Moderne, rapide, confortable, écologique et même synonyme de liberté : le train est paré de toutes ces vertus aux yeux des Français, selon un sondage Ifop (1) commandé par le ministère de l'Ecologie à l'occasion du lancement des Assises du ferroviaire. Pour 59% des personnes interrogées - cette proportion monte à 71% chez les ouvriers - , il est aussi perçu comme un moyen de transport économique. Largement associée au train dans l'esprit des Français, la SNCF bénéficie également d'une cote d'amour étonnante : plus des trois quarts des sondés affirment être satisfaits du service qu'elle assure. Une satisfaction qui repose avant tout sur les différentes offres qu'elle propose (nombre de places dans les trains, bornes d'achat, site Internet, couverture du territoire...), sur leur qualité (confort des trains) et sur la prise en charge des voyageurs (accueil en gare, dans les trains et sécurité du public). Par contre, 55% des personnes interrogées s'estiment peu ou pas satisfaites du prix des billets de train et 57% de l'information en cas de perturbation. Et d'une manière générale, les personnes qui prennent le plus souvent le train, pour leurs trajets domicile-travail notamment, portent des jugements nettement plus sévères que le reste de la population sur le service fourni par la SNCF : le nombre de places dans les trains, l'accueil, la sécurité, l'information et le prix sont les principales cibles de leurs critiques. Le sondage montre également un faible degré de connaissance du fonctionnement du système ferroviaire hexagonal. Seule une minorité se dit bien informée de la répartition des missions entre les différents acteurs (Etat, collectivités, SNCF, RFF…). De même, la grande majorité des interviewés n'a pas conscience du taux élevé de prise en charge par les pouvoirs publics d'une partie du prix de certains billets de train.
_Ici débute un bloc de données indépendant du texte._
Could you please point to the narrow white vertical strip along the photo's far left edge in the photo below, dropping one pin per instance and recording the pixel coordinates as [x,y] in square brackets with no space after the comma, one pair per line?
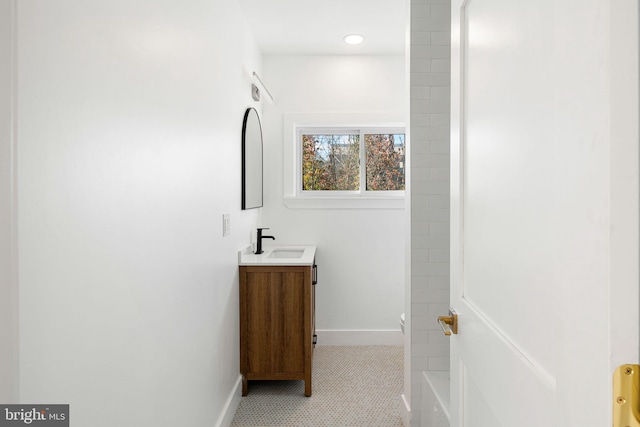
[8,292]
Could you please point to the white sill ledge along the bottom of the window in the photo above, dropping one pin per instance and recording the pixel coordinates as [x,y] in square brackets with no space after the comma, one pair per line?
[363,202]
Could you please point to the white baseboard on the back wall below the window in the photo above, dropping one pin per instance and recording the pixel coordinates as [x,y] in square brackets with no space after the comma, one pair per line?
[360,337]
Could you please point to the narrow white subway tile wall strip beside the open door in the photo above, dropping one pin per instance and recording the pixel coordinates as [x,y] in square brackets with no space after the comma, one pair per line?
[430,119]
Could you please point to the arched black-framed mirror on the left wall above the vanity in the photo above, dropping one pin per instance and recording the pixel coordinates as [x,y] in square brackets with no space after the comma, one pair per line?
[251,160]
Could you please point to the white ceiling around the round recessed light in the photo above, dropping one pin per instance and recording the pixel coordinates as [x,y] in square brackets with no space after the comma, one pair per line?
[305,27]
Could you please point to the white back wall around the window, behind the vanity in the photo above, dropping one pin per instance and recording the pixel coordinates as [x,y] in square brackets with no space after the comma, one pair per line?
[360,251]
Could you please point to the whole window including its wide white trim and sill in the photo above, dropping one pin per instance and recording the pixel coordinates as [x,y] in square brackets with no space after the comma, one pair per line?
[344,160]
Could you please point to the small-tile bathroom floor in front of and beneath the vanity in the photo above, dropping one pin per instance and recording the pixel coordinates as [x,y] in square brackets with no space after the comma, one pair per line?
[353,386]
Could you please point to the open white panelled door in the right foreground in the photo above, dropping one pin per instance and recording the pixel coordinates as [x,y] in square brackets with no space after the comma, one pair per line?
[544,209]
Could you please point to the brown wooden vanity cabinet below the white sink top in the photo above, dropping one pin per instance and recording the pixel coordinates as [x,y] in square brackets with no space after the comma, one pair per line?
[277,325]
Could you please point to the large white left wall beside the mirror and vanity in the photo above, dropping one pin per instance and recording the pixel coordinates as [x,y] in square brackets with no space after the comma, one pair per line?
[129,121]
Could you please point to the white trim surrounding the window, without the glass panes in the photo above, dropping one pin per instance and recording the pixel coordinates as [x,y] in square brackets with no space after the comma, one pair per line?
[295,198]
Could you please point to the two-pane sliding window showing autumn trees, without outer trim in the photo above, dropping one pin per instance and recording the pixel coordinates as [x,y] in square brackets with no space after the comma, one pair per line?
[332,161]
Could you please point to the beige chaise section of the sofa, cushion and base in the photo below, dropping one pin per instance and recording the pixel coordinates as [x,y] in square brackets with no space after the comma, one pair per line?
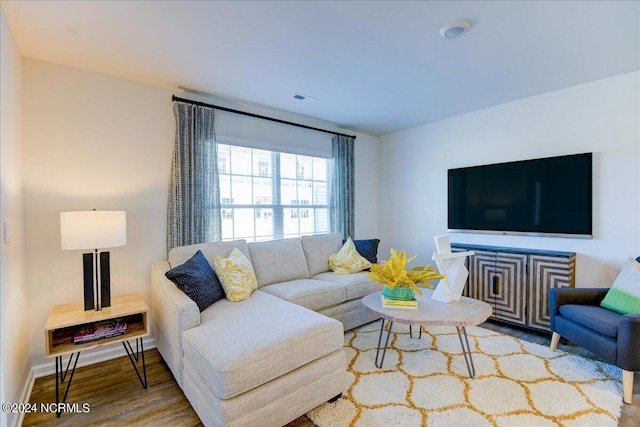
[239,348]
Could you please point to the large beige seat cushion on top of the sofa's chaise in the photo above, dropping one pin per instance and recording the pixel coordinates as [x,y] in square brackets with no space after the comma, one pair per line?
[252,342]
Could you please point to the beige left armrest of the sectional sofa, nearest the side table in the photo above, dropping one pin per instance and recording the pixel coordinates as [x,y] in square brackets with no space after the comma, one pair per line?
[173,313]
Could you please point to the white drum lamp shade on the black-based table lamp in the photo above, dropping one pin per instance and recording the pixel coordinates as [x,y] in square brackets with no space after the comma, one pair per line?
[93,229]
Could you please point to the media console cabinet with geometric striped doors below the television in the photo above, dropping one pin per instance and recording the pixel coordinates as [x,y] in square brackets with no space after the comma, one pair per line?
[516,281]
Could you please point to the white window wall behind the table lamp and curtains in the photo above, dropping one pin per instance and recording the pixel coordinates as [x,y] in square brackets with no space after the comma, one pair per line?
[95,141]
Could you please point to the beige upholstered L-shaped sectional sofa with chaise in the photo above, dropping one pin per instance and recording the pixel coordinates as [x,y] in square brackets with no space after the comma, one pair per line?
[268,359]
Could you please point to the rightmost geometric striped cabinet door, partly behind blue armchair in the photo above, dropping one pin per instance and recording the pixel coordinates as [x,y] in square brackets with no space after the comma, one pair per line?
[546,272]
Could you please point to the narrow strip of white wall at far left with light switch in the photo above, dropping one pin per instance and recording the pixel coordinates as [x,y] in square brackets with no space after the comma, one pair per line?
[14,365]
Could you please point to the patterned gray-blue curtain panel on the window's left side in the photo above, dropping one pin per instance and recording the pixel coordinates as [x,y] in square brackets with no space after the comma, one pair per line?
[193,210]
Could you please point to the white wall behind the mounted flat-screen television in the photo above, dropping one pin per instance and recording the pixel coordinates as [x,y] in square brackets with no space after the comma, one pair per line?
[602,117]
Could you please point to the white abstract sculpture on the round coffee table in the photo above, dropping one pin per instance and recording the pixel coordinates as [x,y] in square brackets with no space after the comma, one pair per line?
[451,265]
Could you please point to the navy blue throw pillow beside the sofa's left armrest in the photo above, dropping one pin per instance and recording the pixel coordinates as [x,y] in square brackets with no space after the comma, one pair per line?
[197,279]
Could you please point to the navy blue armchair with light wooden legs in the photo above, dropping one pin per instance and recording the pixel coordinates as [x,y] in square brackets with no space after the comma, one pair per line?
[576,315]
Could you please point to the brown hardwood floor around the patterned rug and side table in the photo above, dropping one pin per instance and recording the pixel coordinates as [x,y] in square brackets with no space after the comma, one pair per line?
[116,398]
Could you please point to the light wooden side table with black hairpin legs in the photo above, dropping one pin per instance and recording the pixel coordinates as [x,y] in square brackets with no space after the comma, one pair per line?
[66,319]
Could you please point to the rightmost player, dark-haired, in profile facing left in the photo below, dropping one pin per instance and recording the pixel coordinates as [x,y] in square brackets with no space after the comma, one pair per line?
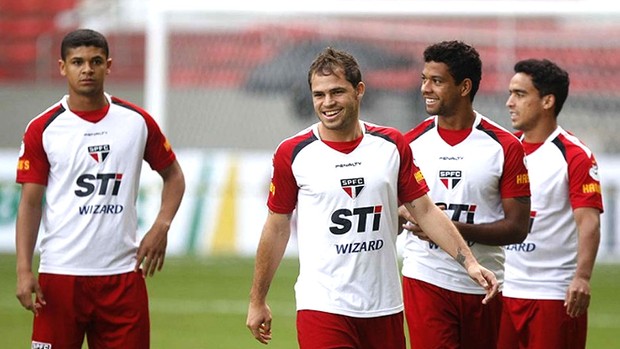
[547,280]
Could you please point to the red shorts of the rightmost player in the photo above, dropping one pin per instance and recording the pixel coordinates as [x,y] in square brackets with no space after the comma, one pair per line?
[538,324]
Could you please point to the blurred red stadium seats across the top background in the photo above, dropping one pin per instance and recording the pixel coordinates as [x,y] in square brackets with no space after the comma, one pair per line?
[222,59]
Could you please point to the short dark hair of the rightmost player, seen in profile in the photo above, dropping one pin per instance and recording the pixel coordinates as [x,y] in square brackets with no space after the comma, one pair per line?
[548,78]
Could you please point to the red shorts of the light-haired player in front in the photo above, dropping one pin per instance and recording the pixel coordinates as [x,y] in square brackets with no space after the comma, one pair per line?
[320,330]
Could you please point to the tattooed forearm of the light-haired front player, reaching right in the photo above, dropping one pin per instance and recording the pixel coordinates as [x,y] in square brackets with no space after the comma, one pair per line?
[442,231]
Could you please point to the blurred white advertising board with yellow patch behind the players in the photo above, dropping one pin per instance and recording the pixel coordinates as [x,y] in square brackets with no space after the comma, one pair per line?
[224,209]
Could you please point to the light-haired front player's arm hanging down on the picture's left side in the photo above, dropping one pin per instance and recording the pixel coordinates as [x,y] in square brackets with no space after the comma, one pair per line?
[271,248]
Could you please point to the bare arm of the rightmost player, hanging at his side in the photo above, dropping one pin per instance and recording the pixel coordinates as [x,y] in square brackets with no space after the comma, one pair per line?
[589,235]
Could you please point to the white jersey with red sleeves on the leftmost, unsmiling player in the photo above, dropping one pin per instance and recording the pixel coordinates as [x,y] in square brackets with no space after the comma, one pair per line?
[92,170]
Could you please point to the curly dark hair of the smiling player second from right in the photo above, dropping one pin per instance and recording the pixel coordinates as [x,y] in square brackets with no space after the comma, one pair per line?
[463,61]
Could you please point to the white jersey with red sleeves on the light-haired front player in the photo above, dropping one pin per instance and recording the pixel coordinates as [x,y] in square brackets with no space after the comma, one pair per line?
[347,214]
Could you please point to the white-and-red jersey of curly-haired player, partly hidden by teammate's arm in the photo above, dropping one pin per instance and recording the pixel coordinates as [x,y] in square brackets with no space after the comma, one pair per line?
[468,180]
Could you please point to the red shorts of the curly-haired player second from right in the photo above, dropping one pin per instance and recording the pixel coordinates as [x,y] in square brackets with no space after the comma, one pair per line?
[441,319]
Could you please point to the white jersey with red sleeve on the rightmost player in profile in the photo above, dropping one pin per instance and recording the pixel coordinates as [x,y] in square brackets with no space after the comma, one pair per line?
[563,176]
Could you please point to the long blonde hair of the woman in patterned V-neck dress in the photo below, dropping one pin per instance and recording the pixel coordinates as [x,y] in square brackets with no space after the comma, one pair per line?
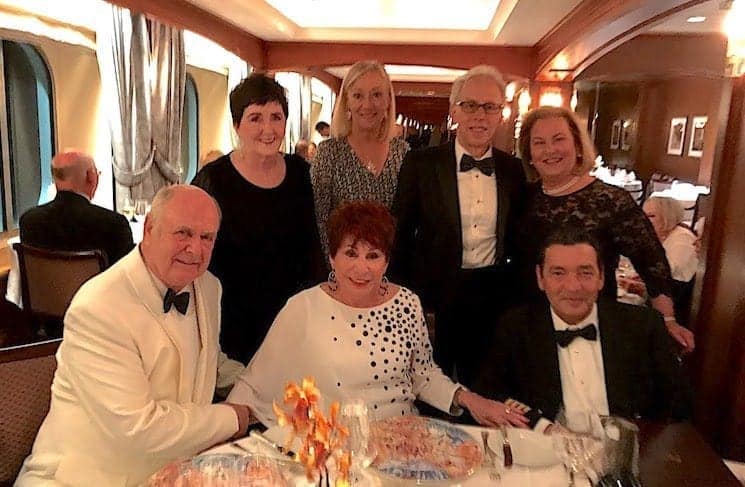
[341,124]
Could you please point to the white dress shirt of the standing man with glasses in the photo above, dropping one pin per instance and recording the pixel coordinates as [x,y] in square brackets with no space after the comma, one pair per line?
[477,196]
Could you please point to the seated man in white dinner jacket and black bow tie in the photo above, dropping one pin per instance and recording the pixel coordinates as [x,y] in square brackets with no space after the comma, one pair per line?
[138,365]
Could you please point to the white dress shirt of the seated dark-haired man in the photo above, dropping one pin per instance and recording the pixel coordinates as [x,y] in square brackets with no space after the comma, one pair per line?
[582,370]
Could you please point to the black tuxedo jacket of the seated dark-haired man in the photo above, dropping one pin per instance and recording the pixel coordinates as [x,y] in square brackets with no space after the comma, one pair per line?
[643,377]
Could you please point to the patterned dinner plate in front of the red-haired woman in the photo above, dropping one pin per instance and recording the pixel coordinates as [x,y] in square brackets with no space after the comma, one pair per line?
[419,450]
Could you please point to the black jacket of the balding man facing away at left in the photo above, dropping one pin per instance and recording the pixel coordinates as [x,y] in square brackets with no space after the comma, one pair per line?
[71,222]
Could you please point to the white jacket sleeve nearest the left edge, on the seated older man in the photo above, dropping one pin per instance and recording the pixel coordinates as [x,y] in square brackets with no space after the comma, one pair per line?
[106,372]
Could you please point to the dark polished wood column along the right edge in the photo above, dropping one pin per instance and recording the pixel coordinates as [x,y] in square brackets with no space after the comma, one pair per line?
[719,361]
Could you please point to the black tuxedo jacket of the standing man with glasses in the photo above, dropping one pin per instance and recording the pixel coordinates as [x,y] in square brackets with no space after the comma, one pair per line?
[428,251]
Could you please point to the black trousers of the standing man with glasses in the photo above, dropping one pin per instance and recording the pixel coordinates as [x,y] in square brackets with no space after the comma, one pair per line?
[465,321]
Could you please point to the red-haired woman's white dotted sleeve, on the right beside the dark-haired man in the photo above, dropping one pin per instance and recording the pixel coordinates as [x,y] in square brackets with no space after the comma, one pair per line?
[430,384]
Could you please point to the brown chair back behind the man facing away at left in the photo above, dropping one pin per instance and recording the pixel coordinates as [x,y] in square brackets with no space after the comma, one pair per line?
[50,278]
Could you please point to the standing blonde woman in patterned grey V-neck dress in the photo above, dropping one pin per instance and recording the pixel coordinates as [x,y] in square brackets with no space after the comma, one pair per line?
[362,158]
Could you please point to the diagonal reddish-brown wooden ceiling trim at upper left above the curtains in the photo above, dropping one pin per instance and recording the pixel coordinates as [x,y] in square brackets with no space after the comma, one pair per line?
[184,15]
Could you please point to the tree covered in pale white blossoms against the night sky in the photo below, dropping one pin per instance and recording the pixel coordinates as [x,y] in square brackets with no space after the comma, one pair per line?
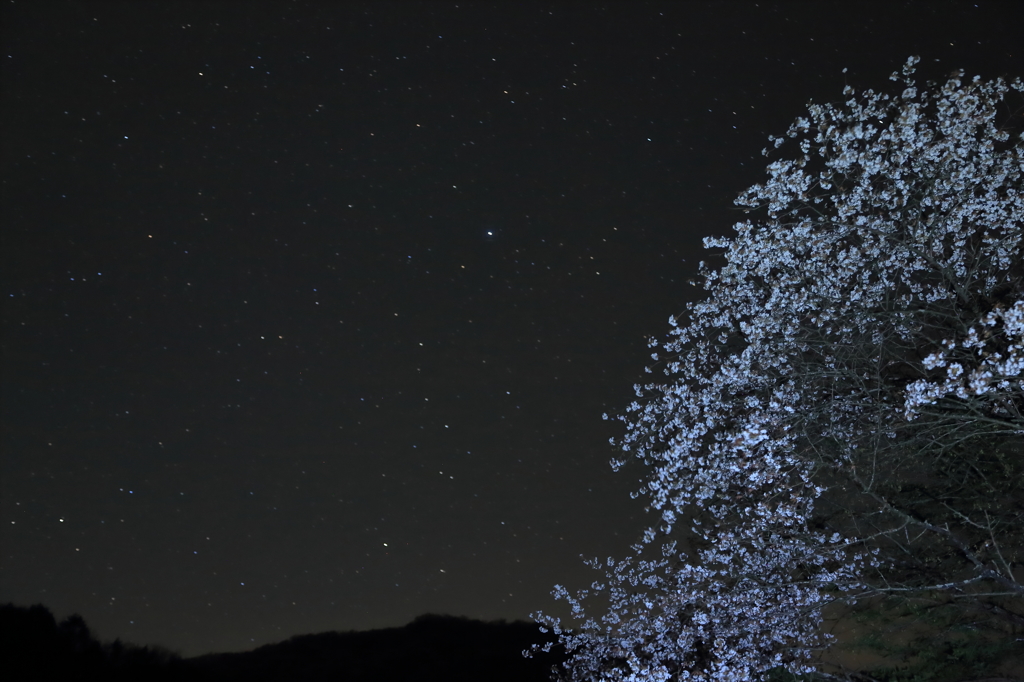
[842,414]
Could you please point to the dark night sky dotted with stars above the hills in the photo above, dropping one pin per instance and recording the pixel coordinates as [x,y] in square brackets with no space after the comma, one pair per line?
[311,312]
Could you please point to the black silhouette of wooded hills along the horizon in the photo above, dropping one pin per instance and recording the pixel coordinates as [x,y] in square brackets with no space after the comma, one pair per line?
[35,647]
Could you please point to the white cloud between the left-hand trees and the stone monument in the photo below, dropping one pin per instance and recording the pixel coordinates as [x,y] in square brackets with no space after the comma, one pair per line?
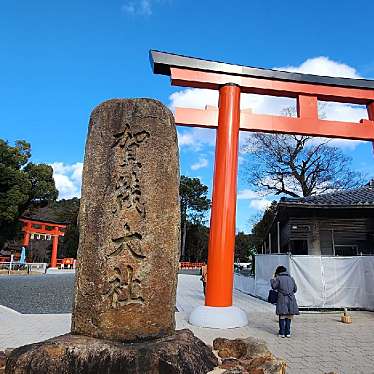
[68,179]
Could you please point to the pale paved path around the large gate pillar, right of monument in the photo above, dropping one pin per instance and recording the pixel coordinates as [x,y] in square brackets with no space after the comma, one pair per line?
[320,343]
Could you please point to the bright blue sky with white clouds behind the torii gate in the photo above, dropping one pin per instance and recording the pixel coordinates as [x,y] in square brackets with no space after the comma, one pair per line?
[59,59]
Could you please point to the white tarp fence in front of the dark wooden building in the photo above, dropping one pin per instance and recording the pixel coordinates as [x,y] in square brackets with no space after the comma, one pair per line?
[322,281]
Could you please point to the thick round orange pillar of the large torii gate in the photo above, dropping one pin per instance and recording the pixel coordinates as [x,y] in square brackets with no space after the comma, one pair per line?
[222,224]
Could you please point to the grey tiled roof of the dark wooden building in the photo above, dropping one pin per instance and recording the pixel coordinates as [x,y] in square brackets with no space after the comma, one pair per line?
[363,196]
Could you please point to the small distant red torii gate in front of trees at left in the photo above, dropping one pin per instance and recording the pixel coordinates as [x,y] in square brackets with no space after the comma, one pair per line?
[53,229]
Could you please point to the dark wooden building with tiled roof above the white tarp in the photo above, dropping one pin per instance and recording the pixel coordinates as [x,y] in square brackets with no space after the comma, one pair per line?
[337,224]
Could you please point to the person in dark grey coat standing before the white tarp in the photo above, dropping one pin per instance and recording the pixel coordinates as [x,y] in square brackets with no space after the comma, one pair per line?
[286,303]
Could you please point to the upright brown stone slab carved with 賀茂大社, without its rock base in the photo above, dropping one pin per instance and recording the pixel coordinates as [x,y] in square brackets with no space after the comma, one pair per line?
[129,220]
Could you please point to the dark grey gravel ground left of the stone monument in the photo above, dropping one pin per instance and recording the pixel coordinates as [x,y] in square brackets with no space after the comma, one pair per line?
[37,294]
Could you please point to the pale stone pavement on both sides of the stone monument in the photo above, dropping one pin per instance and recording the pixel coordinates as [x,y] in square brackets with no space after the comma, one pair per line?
[320,342]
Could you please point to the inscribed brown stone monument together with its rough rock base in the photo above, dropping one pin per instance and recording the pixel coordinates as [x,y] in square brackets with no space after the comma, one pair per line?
[123,314]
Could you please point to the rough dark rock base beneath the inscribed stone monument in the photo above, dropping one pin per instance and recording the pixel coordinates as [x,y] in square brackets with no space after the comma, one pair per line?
[68,354]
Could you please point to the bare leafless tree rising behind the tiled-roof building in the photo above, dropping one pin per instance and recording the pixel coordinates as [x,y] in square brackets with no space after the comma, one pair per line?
[297,165]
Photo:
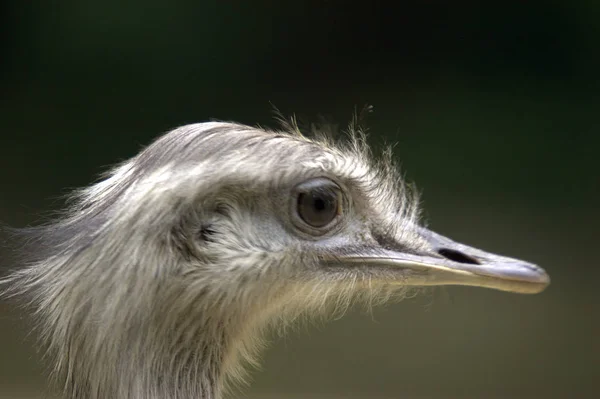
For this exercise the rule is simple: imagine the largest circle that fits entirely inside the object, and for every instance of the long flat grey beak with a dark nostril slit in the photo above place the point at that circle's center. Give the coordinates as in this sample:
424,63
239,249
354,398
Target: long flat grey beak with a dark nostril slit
451,263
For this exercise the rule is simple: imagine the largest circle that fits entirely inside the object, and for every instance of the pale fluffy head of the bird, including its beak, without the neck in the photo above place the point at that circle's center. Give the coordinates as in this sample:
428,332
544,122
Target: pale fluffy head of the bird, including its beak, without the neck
244,204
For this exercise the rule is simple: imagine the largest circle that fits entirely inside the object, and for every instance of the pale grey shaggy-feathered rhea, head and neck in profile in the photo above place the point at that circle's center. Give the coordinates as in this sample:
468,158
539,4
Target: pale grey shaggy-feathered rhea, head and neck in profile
161,279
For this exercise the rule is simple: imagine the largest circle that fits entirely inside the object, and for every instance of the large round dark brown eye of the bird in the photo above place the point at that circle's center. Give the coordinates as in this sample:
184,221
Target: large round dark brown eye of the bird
318,202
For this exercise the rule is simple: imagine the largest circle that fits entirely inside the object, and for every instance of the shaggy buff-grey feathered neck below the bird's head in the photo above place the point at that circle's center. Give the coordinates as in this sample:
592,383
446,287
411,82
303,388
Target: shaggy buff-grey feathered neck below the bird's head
164,343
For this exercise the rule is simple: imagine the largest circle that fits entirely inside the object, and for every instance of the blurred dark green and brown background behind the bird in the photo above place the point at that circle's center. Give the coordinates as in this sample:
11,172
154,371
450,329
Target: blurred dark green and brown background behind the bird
494,110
Autre enseignement important : l'attachement témoigné à l'égard du train et du service assuré par la SNCF "n'assèche" pas pour autant les attentes de changement exprimées par les personnes interrogées à travers la révision du fonctionnement actuel. Les Français considèrent le plus souvent positivement la mise en place du service minimum en 2007 dans les transports, et se positionnent majoritairement en faveur d'une réforme du système ferroviaire français. Ils savent d'ailleurs qu'une ouverture à la concurrence est prévue, sans précisément en connaître l'horizon (38% estiment qu'elle est prévue à court terme, 37% à long terme) et ils l'accueillent plutôt favorablement. Avec l'ouverture du marché du transport ferroviaire de voyageurs, ils pronostiquent une amélioration du service sur des points majeurs : le prix des billets, la qualité des services offerts et le confort des trains. Le changement est perçu comme constituant davantage une chance qu'une menace pour le voyageur (71%) ainsi que pour le financeur public (59%). Mais des craintes apparaissent sur le maintien de la dimension de service public (couverture du territoire, sécurité des voyageurs, entretien du matériel). La majorité des personnes interrogées estiment que l'ouverture à la concurrence représente plutôt une menace pour le service public du transport ferroviaire en général (54%), pour la SNCF (70%) et pour ses agents (75%).
Attachés au train dans sa forme actuelle, les Français apparaissent peu réceptifs à des propositions d'évolution qui restreindraient la qualité du service offert, même en contrepartie d'un prix de vente des billets plus bas (56% des personnes interrogées refuseraient la perspective de trains moins chers mais n'offrant plus aucun service gratuit). Leur attachement pour une offre de services de qualité se confirme quand ils sont invités à exprimer spontanément leur vision du train de demain. L'amélioration de l'offre de service constitue selon eux la principale condition de réussite du train de demain, très loin devant la meilleure gestion des perturbations et le renforcement de la sécurité.

A.L.

(1) Sondage réalisé par téléphone du 25 au 29 août 2011 auprès d'un échantillon de 955 personnes représentatif de de la population française âgée de 18 ans et plus.